A natural starting point for discussions about retirement spending is the 4% rule. William Bengen look at all the different 30 year periods in US history and found that withdrawing 4% of retirement date assets, and then subsequently adjusting the spending amount for inflation over the next 30 years, would have worked historically as a sustainable strategy.

But his assumption about inflation-adjusted spending is really just a research simplification.  Real people will adjust their spending in response to portfolio performance. As well, spending adjustments help by reducing exposure to what’s known as sequence of returns risk. Nonetheless, retirees generally do wish to maintain a consistent spending level, and so the question becomes when should one make spending adjustments in retirement? Countless answers to this question have been provided in the form of recommended variable spending strategies. Potential strategies can be found on Internet discussion boards and in research publications.

But it can be hard to compare different variable spending strategies to one another for several reasons. Suppose strategy A says one can initially spend 6% from their portfolio, while strategy B says one can initially spend 3% from their portfolio. Is strategy A twice as good? We can’t really answer this without more information. The withdrawal rate in strategy A may be higher simply because the researcher who created strategy A assumed higher investment returns for the underlying portfolio. Another concern is that strategy A might simply start with a high amount of spending in early retirement, but that spending will drop dramatically later in retirement, whereas strategy B might be able to maintain a relatively consistent amount of spending for a longer amount of time.

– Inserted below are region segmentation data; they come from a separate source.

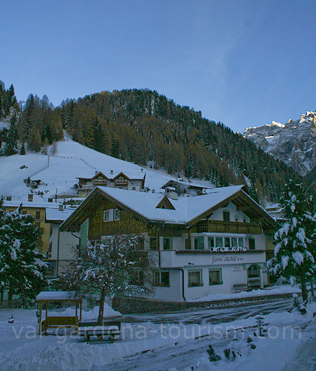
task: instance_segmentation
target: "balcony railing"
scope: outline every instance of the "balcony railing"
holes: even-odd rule
[[[221,221],[201,221],[197,232],[260,234],[261,225],[256,223],[225,222]]]

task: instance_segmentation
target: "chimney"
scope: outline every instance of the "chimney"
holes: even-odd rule
[[[172,200],[178,199],[178,194],[174,187],[166,187],[165,194],[168,199],[171,199]]]

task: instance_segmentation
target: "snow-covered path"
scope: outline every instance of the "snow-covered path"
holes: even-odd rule
[[[230,308],[203,309],[194,311],[183,311],[174,313],[157,315],[138,315],[133,318],[139,322],[146,320],[158,324],[221,324],[231,322],[238,319],[246,319],[260,314],[278,313],[287,311],[293,307],[292,299],[277,299],[264,303],[248,303],[247,305],[234,305]],[[100,371],[164,371],[170,368],[172,360],[177,365],[177,370],[190,367],[192,361],[203,356],[208,346],[212,344],[214,348],[223,348],[228,344],[234,337],[234,332],[228,332],[224,338],[211,338],[208,337],[179,343],[176,346],[163,346],[146,353],[124,358],[111,366],[101,367]],[[99,369],[96,369],[99,371]],[[285,370],[284,370],[285,371]],[[290,371],[290,370],[289,370]],[[291,370],[292,371],[292,370]],[[294,370],[293,370],[294,371]]]
[[[292,302],[289,299],[244,304],[245,305],[238,306],[232,305],[230,308],[135,315],[130,317],[131,322],[127,316],[124,316],[123,340],[113,344],[84,344],[78,341],[76,336],[70,336],[68,332],[67,336],[51,335],[41,338],[37,335],[35,311],[1,310],[0,370],[209,371],[210,368],[213,370],[216,366],[215,370],[218,371],[281,371],[291,357],[295,355],[297,348],[302,341],[308,341],[305,343],[307,350],[304,361],[308,365],[313,365],[311,357],[315,344],[308,341],[312,339],[315,329],[313,332],[311,330],[308,336],[304,335],[302,340],[298,335],[301,329],[304,330],[307,325],[315,322],[313,313],[316,311],[315,304],[313,304],[307,315],[302,316],[297,311],[291,313],[288,311],[292,306]],[[14,325],[8,323],[11,314],[15,317]],[[256,327],[258,314],[264,317],[267,334],[269,329],[272,329],[272,333],[271,336],[254,339],[256,348],[252,350],[247,339],[253,335]],[[296,328],[292,331],[293,328],[290,327],[290,333],[288,332],[285,337],[280,335],[273,337],[275,330],[283,330],[284,327],[291,326]],[[294,336],[289,337],[291,332]],[[282,335],[282,332],[280,334]],[[232,341],[235,337],[237,341]],[[242,357],[230,363],[222,358],[218,364],[212,364],[206,355],[210,344],[222,357],[224,349],[241,346]],[[280,357],[280,355],[283,357]],[[301,362],[300,359],[299,361]],[[295,366],[292,366],[289,362],[289,369],[284,371],[293,370],[296,370]],[[304,370],[308,368],[306,367]]]
[[[231,305],[224,307],[190,309],[168,313],[124,315],[122,319],[128,322],[214,324],[234,321],[238,318],[248,318],[258,313],[264,315],[272,311],[279,313],[292,307],[292,298],[271,299],[261,302],[232,303]]]

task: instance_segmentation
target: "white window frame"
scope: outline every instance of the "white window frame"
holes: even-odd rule
[[[118,212],[118,218],[117,218],[117,216],[116,216],[116,212]],[[114,209],[114,212],[113,212],[114,218],[113,218],[113,219],[115,221],[119,221],[120,220],[120,209]]]
[[[105,218],[106,213],[107,213],[108,215],[109,215],[109,218],[107,219]],[[110,221],[110,210],[104,210],[103,212],[103,221],[104,222],[109,222]]]

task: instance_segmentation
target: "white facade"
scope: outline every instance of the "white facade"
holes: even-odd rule
[[[247,215],[238,211],[231,203],[216,210],[210,220],[223,221],[224,212],[229,212],[227,216],[230,220],[227,221],[245,223],[250,221]],[[185,249],[188,246],[188,234],[181,237],[166,237],[170,238],[170,250],[163,249],[166,247],[164,238],[159,237],[159,251],[154,254],[157,270],[169,272],[169,284],[155,286],[155,299],[190,300],[210,294],[235,293],[234,284],[263,288],[268,283],[265,271],[266,236],[263,233],[192,233],[191,250]],[[210,246],[209,240],[213,241],[214,247]],[[249,240],[252,240],[250,246]],[[218,246],[216,242],[221,240],[221,245]],[[233,243],[236,243],[237,246],[234,246]],[[212,283],[210,275],[218,278],[219,282]],[[199,276],[199,284],[192,285],[189,282],[189,276]]]
[[[223,238],[234,236],[231,234],[194,234],[191,236],[202,237],[206,240],[208,237],[221,236]],[[171,238],[170,250],[163,250],[163,237],[159,238],[159,251],[153,254],[155,256],[158,271],[169,272],[169,284],[155,286],[154,298],[165,300],[188,300],[196,299],[210,294],[235,293],[234,284],[245,284],[263,288],[267,284],[266,268],[264,235],[250,236],[256,240],[256,249],[238,252],[214,252],[207,249],[204,250],[185,250],[185,240],[183,238]],[[242,237],[247,246],[249,236]],[[194,249],[194,245],[192,245]],[[253,268],[255,267],[255,268]],[[249,271],[250,269],[250,271]],[[255,275],[251,277],[255,271]],[[210,271],[216,271],[213,273]],[[196,272],[189,273],[189,272]],[[197,272],[199,272],[199,273]],[[250,273],[250,274],[249,274]],[[192,285],[189,283],[189,274],[199,275],[200,284]],[[210,274],[219,276],[219,282],[212,284]]]
[[[78,234],[59,231],[58,223],[51,223],[48,258],[54,276],[60,276],[74,258],[79,247]]]

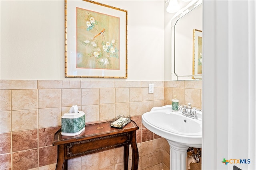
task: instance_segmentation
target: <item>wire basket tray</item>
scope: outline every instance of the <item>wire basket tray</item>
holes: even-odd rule
[[[131,116],[128,116],[126,117],[124,115],[120,115],[110,121],[110,126],[116,128],[122,129],[131,121]]]

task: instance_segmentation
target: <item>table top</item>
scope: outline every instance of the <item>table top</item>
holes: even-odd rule
[[[100,137],[118,133],[135,131],[139,129],[136,123],[132,120],[122,129],[112,127],[110,122],[86,125],[85,130],[78,135],[74,136],[62,136],[61,129],[60,129],[54,135],[53,145],[66,144]]]

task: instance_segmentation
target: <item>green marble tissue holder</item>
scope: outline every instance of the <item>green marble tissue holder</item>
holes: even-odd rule
[[[64,113],[61,117],[61,135],[76,136],[85,129],[85,114],[80,111],[76,113]]]

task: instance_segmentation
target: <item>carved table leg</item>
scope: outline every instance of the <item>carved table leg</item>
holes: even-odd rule
[[[136,131],[132,132],[132,170],[137,170],[139,164],[139,152],[136,142]]]
[[[64,144],[58,145],[58,158],[56,170],[63,170],[67,169],[66,161],[65,160],[64,147]]]
[[[129,145],[124,146],[124,170],[128,170],[129,161]]]

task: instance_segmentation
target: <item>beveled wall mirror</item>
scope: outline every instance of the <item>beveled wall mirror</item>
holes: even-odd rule
[[[202,80],[202,0],[194,0],[172,19],[172,80]]]

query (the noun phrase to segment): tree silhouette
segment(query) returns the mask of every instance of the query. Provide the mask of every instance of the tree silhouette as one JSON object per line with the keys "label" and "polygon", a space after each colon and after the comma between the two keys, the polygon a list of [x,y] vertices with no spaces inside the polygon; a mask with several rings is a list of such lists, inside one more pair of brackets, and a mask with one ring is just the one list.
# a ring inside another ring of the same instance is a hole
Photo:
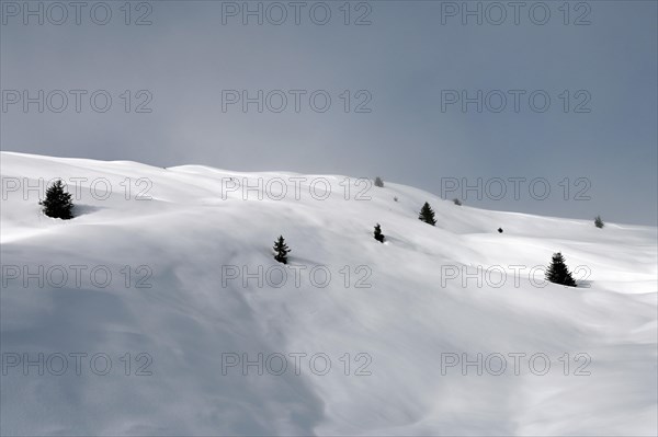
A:
{"label": "tree silhouette", "polygon": [[377,240],[379,243],[384,242],[384,234],[382,233],[382,227],[379,223],[375,225],[375,240]]}
{"label": "tree silhouette", "polygon": [[434,220],[434,210],[427,202],[420,209],[420,215],[418,216],[418,219],[432,226],[436,225],[436,220]]}
{"label": "tree silhouette", "polygon": [[287,248],[287,244],[285,244],[283,235],[279,235],[279,240],[274,242],[274,260],[287,264],[287,254],[290,252],[292,251]]}
{"label": "tree silhouette", "polygon": [[43,206],[44,214],[48,217],[63,220],[73,218],[71,195],[64,189],[61,180],[57,180],[46,189],[46,198],[38,204]]}
{"label": "tree silhouette", "polygon": [[574,277],[569,273],[561,253],[557,252],[553,254],[553,260],[546,271],[546,280],[568,287],[576,287],[576,280],[574,280]]}
{"label": "tree silhouette", "polygon": [[601,219],[601,216],[597,216],[594,217],[594,226],[597,228],[603,228],[605,225],[603,223],[603,220]]}

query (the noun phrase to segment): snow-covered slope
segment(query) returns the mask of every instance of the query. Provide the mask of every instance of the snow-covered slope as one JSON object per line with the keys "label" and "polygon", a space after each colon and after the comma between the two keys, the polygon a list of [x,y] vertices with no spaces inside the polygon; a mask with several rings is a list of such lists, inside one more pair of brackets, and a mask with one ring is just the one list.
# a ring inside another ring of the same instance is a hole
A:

To try and bring some rigor to attempts at comparing different variable spending strategies, I recently completed a research article called “Making Sense Out of Variable Spending Strategies for Retirees” which is available online at SSRN and is now forthcoming at the Journal of Financial Planning. In the article, I compare 10 different spending strategies using the same underlying market return simulations. I also attempt to deal with the issue about how spending may evolve over retirement by looking at a number of different metrics about the strategy performance, and by calibrating strategies to what I am calling the PAY Rule™ for Retirement Spending. That formula is:

PAY Rule™ = Retiree Willingly Accepts an X% probability that spending falls below a threshold of $Y (in inflation-adjusted terms) by year Z of retirement

This allows for different variable spending strategies to be compared on a more equal basis. Strategies which I investigate include constant inflation-adjusted spending, spending a fixed percentage of the remaining portfolio, spending a percentage subject to floor and ceiling dollar amounts, using the Guyton and Klinger Decision Rules, letting spending be determined by the IRS Required Minimum Distribution rules, and using actuarial formulas which account for the expected return, remaining time horizon, current amount of assets, and the desired amount of remaining assets at the end of retirement.

These strategies do have different implications for feasible initial spending rates, spending patterns throughout retirement, and remaining wealth later in retirement. It’s important to consider all of this information when deciding on the best approach for one’s circumstances. There is no easy way to summarize the results, but I will plan to provide a deeper investigation of how these strategies perform, including some charts about spending and wealth, in subsequent columns at Forbes. In the mean time, the full research article does provide a richer discussion about how to compare different variable spending strategies for retirement.